Now, let's build the most advanced RAG retrieval system that uses multi-hop paths in the knowledge graph:

class MultiHopRetriever:
    def __init__(self, kg_driver, vector_index, embedding_model, namespace="documentation"):
        self.kg_driver = kg_driver
        self.vector_index = vector_index
        self.embedding_model = embedding_model
        self.namespace = namespace

    def extract_query_entities(self, query):
        """Extract entities from the query"""
        entities = extract_entities(query)
        return entities

    def get_multi_hop_context(self, entity_name, max_hops=2, max_paths=3):
        """Get multi-hop context from knowledge graph"""
        with self.kg_driver.session() as session:
            # Find multi-hop paths starting from the entity
            query = """
            MATCH path = (start:Entity {name: $entity_name})-[*1..$max_hops]-(end:Entity)
            WHERE end <> start
            RETURN path, length(path) as path_length
            ORDER BY path_length
            LIMIT $max_paths
            """

            result = session.run(query, {
                "entity_name": entity_name,
                "max_hops": max_hops,
                "max_paths": max_paths
            })

            paths = []
            for record in result:
                path = record["path"]
                nodes = [node["name"] for node in path.nodes]
                relationships = [rel.type for rel in path.relationships]

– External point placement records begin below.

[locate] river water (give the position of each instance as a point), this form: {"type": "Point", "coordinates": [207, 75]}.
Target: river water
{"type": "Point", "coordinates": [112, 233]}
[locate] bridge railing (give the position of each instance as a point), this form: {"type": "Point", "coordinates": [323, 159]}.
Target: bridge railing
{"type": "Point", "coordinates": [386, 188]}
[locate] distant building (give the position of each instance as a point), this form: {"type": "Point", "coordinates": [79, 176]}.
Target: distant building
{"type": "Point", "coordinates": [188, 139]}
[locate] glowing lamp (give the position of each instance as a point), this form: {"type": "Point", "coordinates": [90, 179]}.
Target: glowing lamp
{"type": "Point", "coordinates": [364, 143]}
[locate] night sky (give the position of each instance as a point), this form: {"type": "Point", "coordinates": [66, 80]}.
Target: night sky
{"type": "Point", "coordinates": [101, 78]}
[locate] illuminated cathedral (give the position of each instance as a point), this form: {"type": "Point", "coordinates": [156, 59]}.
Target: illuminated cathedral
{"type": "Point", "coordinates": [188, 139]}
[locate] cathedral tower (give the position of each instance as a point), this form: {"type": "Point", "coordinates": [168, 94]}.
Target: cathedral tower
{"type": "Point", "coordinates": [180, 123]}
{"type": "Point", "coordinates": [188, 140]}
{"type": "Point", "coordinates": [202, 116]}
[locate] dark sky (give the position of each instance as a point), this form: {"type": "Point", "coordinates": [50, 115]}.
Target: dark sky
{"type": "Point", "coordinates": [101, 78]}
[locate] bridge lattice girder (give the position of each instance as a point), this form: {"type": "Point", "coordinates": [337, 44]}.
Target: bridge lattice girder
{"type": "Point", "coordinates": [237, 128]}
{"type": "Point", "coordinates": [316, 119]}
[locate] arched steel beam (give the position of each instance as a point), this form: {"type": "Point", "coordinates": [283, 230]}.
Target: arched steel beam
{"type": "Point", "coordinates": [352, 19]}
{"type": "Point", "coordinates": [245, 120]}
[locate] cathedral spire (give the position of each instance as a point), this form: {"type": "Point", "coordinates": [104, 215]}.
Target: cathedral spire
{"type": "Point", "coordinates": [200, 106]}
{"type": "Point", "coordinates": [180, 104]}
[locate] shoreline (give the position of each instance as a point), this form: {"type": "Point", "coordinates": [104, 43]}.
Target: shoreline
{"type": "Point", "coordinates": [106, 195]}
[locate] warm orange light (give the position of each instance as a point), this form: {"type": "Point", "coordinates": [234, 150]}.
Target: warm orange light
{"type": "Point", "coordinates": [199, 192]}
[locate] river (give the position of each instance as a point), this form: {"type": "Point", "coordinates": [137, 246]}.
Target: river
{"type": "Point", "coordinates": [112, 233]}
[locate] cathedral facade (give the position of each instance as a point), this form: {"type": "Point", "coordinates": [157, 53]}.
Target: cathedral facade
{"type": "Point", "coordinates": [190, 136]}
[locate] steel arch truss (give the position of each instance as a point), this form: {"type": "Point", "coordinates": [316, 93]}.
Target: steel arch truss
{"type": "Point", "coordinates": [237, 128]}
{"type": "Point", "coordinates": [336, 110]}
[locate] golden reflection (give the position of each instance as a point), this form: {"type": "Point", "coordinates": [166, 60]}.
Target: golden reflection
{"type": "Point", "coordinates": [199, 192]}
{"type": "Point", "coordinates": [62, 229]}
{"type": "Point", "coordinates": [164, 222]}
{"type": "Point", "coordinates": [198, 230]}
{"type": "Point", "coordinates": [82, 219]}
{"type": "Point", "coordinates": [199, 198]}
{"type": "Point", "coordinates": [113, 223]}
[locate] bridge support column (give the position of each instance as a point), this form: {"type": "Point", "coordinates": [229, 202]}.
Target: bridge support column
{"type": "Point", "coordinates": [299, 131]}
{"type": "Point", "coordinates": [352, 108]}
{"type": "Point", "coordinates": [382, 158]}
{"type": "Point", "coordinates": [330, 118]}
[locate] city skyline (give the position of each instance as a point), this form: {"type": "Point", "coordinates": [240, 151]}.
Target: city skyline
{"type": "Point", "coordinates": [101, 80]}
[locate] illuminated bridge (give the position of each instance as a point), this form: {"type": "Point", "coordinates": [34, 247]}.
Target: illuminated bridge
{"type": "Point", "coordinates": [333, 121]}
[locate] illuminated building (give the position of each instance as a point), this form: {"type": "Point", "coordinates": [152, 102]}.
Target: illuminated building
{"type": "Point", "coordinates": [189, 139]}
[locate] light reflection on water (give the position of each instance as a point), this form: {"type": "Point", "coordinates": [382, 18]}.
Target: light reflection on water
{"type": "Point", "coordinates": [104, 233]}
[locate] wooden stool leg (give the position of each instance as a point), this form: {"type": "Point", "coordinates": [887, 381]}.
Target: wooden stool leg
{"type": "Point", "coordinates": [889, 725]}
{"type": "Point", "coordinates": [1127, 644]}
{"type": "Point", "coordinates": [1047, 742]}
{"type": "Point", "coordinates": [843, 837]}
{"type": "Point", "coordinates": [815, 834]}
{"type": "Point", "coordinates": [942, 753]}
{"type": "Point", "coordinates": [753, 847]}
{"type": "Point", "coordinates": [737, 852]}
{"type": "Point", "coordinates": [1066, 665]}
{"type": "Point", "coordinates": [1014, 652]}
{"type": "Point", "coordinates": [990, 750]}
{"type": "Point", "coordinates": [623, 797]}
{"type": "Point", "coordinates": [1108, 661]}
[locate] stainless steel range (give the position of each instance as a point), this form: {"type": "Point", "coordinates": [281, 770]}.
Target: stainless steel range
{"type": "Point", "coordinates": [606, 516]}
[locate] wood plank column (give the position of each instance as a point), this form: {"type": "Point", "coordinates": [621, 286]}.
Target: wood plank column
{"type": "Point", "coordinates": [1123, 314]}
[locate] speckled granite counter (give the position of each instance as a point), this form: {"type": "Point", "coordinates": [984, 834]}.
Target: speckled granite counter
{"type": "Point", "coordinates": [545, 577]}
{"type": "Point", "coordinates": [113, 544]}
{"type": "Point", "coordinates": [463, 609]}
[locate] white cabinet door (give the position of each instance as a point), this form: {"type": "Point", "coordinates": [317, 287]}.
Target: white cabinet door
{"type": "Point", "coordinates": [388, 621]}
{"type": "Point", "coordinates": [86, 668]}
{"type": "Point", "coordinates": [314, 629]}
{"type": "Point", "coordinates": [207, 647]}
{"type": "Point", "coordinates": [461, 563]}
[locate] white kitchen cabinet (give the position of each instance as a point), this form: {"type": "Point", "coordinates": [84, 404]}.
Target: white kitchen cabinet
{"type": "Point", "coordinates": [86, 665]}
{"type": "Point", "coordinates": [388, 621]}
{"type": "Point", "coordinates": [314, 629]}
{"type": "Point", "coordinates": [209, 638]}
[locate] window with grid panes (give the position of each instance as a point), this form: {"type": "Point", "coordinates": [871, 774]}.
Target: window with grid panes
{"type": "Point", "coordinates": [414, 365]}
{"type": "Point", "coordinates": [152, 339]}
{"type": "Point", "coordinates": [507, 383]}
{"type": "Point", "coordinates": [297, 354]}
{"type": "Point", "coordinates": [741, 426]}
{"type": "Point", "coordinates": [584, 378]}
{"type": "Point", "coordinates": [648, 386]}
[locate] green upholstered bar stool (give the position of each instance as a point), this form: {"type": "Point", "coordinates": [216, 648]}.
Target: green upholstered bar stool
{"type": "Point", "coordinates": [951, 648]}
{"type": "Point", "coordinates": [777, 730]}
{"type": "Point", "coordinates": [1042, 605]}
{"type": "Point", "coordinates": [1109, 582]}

                path_data = {
                    "nodes": nodes,
                    "relationships": relationships,
                    "length": record["path_length"]
                }

                paths.append(path_data)

            return paths

    def get_chunks_from_paths(self, paths):
        """Get text chunks associated with entities in paths"""
        entities = set()
        for path in paths:
            for node in path["nodes"]:
                entities.add(node)

        chunks = []
        with self.kg_driver.session() as session:
            for entity in entities:
                query = """
                MATCH (e:Entity {name: $entity_name})-[:APPEARS_IN]->(c:Chunk)
                RETURN c.text as text, c.id as id
                LIMIT 2
                """

                result = session.run(query, {
                    "entity_name": entity
                })

                for record in result:
                    chunks.append({
                        "text": record["text"],
                        "source": f"Entity: {entity}",
                        "chunk_id": record["id"]
                    })

        return chunks

    def retrieve(self, query, top_k=5):
        """Retrieve chunks using multi-hop knowledge paths and vector similarity"""
        # Extract entities from query
        query_entities = self.extract_query_entities(query)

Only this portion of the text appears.